Notfall am Berg: Richtig Handeln im alpinen Notfall
Ein sonniger Tag, kompakter Fels und nur noch wenige Seillängen bis zum Gipfel. Alles läuft wie geplant. Doch binnen Sekunden kippt die Situation: Ein kurzer Augenblick der Unachtsamkeit, ein falscher Schritt oder ein unglücklicher Zufall führen zu einem schwerwiegenden Unfall der Seilschaft. Kleine Fehler werden im Gebirge selten verziehen. Deswegen ist fundiertes Erste-Hilfe-Wissen von zentraler Bedeutung eines jeden Bergsteigers.
In diesem Artikel geben wir dir die theoretischen Grundlagen lebensrettender Sofortmaßnahmen mit auf den Weg. Dabei befassen wir uns mit einem Notfallalgorithmus, der Ersthelfern als Handlungsleitfaden dient. Dazu gehören vertiefendes Erste-Hilfe-Wissen, sowie die behelfsmäßige Bergrettung in der Wand.
Anzumerken ist, dass Erste Hilfe bereits in der Vorbereitungsphase anfängt. Erste-Hilfe-Set, Biwaksack, Mobiltelefon, Helm und Notfallkarte gehören in jeden Kletterrucksack. Nur so hat der Helfende die passenden Mittel den Verletzten zu versorgen.

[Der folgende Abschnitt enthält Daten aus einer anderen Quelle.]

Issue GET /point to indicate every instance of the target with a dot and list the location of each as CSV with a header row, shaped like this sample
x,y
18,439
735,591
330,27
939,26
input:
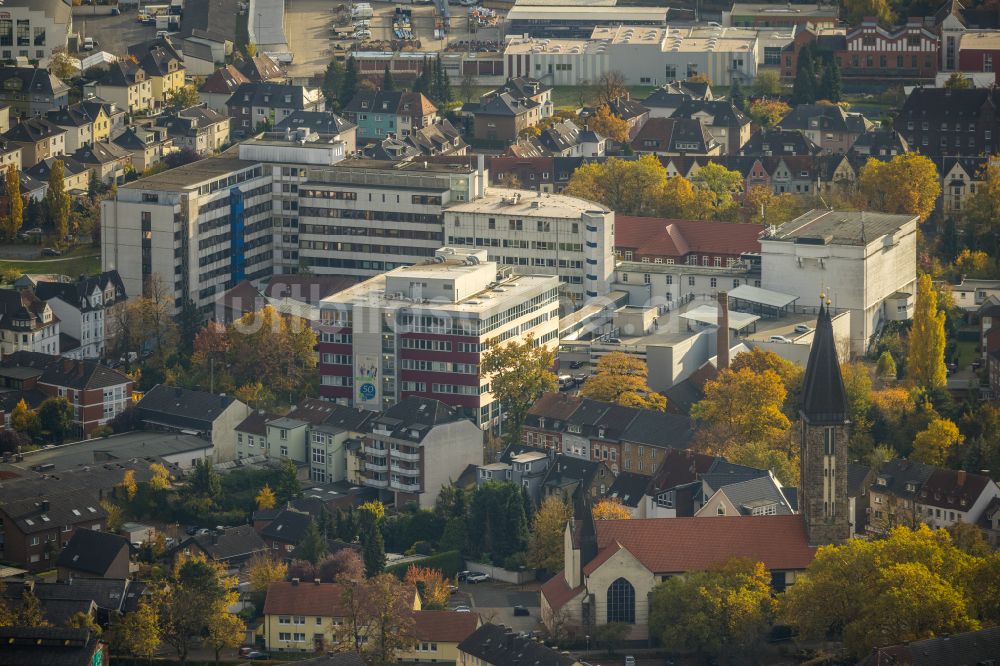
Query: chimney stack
x,y
722,335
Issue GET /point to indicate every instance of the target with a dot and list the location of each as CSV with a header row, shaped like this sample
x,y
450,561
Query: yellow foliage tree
x,y
907,184
611,509
932,446
621,379
925,352
266,498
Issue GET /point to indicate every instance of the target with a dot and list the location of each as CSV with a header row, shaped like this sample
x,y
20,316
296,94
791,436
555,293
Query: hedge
x,y
448,563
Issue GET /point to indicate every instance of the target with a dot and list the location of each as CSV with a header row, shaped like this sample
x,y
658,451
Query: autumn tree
x,y
741,406
57,201
907,184
933,445
265,498
545,546
903,588
432,585
925,350
621,379
611,509
608,125
719,613
11,223
519,372
768,112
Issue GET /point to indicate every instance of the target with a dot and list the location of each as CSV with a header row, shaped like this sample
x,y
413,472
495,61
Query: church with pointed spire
x,y
823,498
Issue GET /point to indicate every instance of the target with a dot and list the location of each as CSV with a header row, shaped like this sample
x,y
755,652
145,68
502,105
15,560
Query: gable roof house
x,y
93,554
31,91
213,417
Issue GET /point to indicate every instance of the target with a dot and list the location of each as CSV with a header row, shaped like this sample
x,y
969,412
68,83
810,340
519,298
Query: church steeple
x,y
823,456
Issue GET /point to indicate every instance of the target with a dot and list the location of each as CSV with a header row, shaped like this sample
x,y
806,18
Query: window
x,y
621,602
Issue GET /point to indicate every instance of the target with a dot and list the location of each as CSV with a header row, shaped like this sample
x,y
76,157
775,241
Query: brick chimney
x,y
722,335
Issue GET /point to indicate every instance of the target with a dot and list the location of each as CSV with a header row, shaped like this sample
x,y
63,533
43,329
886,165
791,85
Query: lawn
x,y
79,261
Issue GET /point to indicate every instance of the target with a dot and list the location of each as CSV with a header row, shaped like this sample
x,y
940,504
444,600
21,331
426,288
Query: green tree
x,y
57,201
333,85
545,547
925,349
720,613
205,480
804,87
933,445
736,95
349,85
388,83
908,586
15,217
519,372
621,379
830,86
55,415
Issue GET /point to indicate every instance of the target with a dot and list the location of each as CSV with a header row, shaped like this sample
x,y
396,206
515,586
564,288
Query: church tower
x,y
823,499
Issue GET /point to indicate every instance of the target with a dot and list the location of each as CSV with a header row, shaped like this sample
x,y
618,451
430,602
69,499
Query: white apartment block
x,y
548,234
863,262
421,331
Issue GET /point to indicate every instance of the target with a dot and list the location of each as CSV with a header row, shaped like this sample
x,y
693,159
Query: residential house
x,y
107,161
94,554
675,136
666,99
301,615
220,86
417,446
232,547
693,242
951,496
27,323
213,416
198,128
437,635
611,566
323,123
379,113
38,139
31,91
147,144
729,126
497,645
779,141
164,70
827,125
256,104
125,84
893,496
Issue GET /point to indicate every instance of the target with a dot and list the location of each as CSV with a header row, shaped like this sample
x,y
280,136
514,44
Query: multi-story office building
x,y
421,330
368,216
549,234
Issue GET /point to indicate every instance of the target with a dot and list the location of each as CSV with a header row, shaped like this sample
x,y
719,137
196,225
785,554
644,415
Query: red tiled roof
x,y
676,545
655,236
444,626
287,598
558,592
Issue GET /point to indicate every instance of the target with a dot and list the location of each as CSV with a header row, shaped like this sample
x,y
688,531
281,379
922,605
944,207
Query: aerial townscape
x,y
499,332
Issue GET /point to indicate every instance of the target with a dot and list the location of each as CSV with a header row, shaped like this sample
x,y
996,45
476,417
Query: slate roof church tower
x,y
823,500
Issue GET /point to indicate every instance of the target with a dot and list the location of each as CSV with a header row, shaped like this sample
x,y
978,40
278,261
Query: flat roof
x,y
534,204
709,314
773,299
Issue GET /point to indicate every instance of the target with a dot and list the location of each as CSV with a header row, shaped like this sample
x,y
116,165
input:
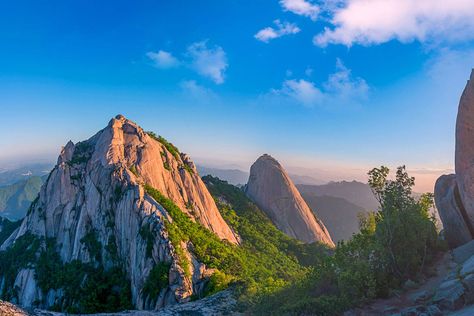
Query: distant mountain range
x,y
239,177
337,204
15,199
13,175
355,192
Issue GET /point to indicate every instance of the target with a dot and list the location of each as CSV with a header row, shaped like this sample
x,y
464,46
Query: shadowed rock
x,y
450,211
97,186
454,194
270,187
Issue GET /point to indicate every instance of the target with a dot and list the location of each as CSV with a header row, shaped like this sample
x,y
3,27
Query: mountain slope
x,y
233,176
16,198
124,222
96,219
270,187
339,215
354,192
16,174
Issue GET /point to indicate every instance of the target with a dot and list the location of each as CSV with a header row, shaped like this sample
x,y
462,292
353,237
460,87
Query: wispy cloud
x,y
302,91
343,85
208,62
301,7
163,59
281,29
369,22
340,87
197,92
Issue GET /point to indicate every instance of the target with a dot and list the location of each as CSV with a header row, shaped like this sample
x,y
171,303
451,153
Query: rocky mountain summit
x,y
270,187
454,194
97,218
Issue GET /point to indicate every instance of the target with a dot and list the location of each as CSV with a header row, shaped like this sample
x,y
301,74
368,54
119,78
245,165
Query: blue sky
x,y
331,88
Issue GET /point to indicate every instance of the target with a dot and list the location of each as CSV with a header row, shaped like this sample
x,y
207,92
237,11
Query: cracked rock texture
x,y
271,188
98,185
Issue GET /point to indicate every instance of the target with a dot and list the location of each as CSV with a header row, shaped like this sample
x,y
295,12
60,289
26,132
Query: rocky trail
x,y
449,291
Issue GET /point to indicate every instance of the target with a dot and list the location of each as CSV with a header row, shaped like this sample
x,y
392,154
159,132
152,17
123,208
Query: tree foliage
x,y
395,244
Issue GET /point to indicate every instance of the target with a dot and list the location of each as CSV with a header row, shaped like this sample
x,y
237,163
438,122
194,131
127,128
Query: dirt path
x,y
443,266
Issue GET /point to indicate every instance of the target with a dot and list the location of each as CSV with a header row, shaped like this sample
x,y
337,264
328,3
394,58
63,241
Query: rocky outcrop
x,y
451,211
97,189
464,161
270,187
454,194
8,309
222,303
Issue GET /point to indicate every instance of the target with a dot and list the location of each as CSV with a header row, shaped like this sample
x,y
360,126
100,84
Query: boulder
x,y
464,252
97,188
450,295
464,161
450,211
271,188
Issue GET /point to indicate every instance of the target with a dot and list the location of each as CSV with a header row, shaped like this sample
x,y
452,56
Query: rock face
x,y
222,303
273,191
464,162
98,186
454,194
451,211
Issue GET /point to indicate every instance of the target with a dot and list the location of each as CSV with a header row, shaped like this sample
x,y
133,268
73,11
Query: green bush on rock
x,y
395,244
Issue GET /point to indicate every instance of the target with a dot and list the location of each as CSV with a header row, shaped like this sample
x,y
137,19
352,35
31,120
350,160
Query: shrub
x,y
157,280
394,244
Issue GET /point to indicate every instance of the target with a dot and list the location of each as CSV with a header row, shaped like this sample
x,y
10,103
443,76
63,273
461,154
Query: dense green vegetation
x,y
395,244
265,261
88,288
18,256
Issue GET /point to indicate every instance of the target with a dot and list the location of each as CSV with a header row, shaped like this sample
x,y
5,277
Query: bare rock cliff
x,y
270,187
454,194
97,187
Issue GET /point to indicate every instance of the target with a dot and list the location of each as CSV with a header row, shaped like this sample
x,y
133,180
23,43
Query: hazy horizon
x,y
312,85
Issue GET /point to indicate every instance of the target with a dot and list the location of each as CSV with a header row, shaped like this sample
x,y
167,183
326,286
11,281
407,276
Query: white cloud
x,y
368,22
208,62
163,59
197,92
269,33
301,7
302,91
342,84
340,88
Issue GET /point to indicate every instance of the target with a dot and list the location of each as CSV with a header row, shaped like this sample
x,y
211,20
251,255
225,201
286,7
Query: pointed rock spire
x,y
271,188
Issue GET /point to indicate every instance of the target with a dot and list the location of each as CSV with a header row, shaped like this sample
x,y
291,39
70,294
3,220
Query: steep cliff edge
x,y
454,194
96,221
270,187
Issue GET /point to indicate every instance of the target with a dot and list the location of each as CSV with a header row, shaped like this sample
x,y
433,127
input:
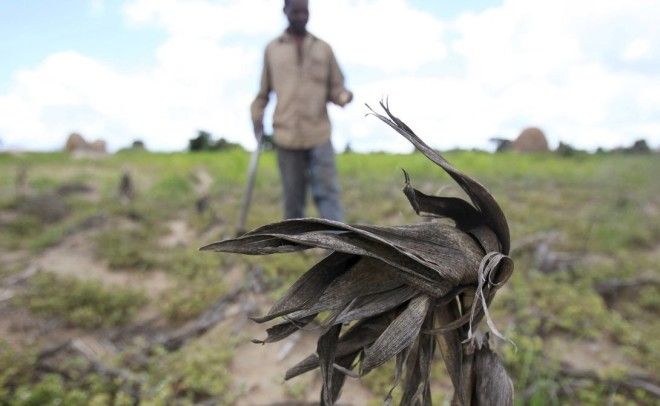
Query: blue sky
x,y
588,73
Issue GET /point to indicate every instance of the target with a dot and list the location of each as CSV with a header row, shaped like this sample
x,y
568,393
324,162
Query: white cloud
x,y
587,72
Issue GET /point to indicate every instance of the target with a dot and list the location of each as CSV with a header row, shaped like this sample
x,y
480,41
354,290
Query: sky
x,y
458,72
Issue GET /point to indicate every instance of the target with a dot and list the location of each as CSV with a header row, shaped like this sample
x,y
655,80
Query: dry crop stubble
x,y
402,292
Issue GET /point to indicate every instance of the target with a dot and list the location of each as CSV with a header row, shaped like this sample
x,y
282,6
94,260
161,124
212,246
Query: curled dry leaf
x,y
403,292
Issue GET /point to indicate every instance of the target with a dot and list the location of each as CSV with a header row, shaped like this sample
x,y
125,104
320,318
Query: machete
x,y
247,197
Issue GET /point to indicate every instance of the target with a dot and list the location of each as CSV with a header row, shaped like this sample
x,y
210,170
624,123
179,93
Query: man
x,y
302,71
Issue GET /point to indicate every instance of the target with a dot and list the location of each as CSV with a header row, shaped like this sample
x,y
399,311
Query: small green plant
x,y
82,303
126,249
194,374
201,283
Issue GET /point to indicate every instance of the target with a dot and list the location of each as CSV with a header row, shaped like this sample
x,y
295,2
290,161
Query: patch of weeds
x,y
24,226
200,283
15,369
82,303
126,249
199,372
172,189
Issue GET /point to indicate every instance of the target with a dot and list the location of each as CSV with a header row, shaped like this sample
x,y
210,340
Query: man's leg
x,y
325,188
293,172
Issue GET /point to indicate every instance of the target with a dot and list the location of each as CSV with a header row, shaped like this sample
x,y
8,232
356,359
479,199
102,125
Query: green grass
x,y
79,303
606,209
200,282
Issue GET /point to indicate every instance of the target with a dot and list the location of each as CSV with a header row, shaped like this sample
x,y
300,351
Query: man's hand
x,y
258,130
345,97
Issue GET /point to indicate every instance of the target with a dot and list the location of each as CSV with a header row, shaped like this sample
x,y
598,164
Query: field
x,y
106,300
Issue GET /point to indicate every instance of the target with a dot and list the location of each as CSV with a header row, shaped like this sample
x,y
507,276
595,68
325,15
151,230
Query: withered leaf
x,y
405,291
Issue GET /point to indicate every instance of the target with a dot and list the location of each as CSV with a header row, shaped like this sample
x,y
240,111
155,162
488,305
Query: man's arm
x,y
259,104
339,95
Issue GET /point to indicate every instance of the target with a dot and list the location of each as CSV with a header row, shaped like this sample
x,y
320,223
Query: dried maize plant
x,y
403,292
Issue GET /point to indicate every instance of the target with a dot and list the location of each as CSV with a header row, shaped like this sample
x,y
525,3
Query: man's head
x,y
297,12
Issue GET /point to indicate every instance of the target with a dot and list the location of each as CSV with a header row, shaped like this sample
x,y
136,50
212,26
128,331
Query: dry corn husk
x,y
403,292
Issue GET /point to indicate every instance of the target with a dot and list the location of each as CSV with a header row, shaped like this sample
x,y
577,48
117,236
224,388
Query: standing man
x,y
302,71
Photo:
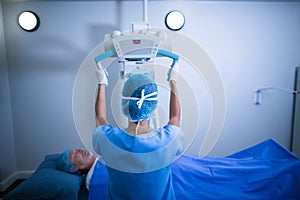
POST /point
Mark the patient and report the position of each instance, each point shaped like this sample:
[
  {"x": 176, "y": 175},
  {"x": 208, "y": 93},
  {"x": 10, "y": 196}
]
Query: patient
[
  {"x": 269, "y": 172},
  {"x": 79, "y": 161}
]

Alpine Notsituation – Richtig handeln
Anders als in Gebieten mit gut ausgebauten Infrastrukturen, erschweren ortsspezifische Faktoren eine Rettung im alpinen Gelände. Unzugänglichkeit der Unfallstelle, weiter Zustieg der Rettungskräfte, kein Empfang oder wetterspezifische Faktoren können eine schnelle Rettung verzögern.
Der Ersthelfer spielt folglich eine lebenswichtige Rolle für die verunfallte Person. Im Notfall muss er als erste Person Hilfe leisten und die Handgriffe der Ersten Hilfe beherrschen.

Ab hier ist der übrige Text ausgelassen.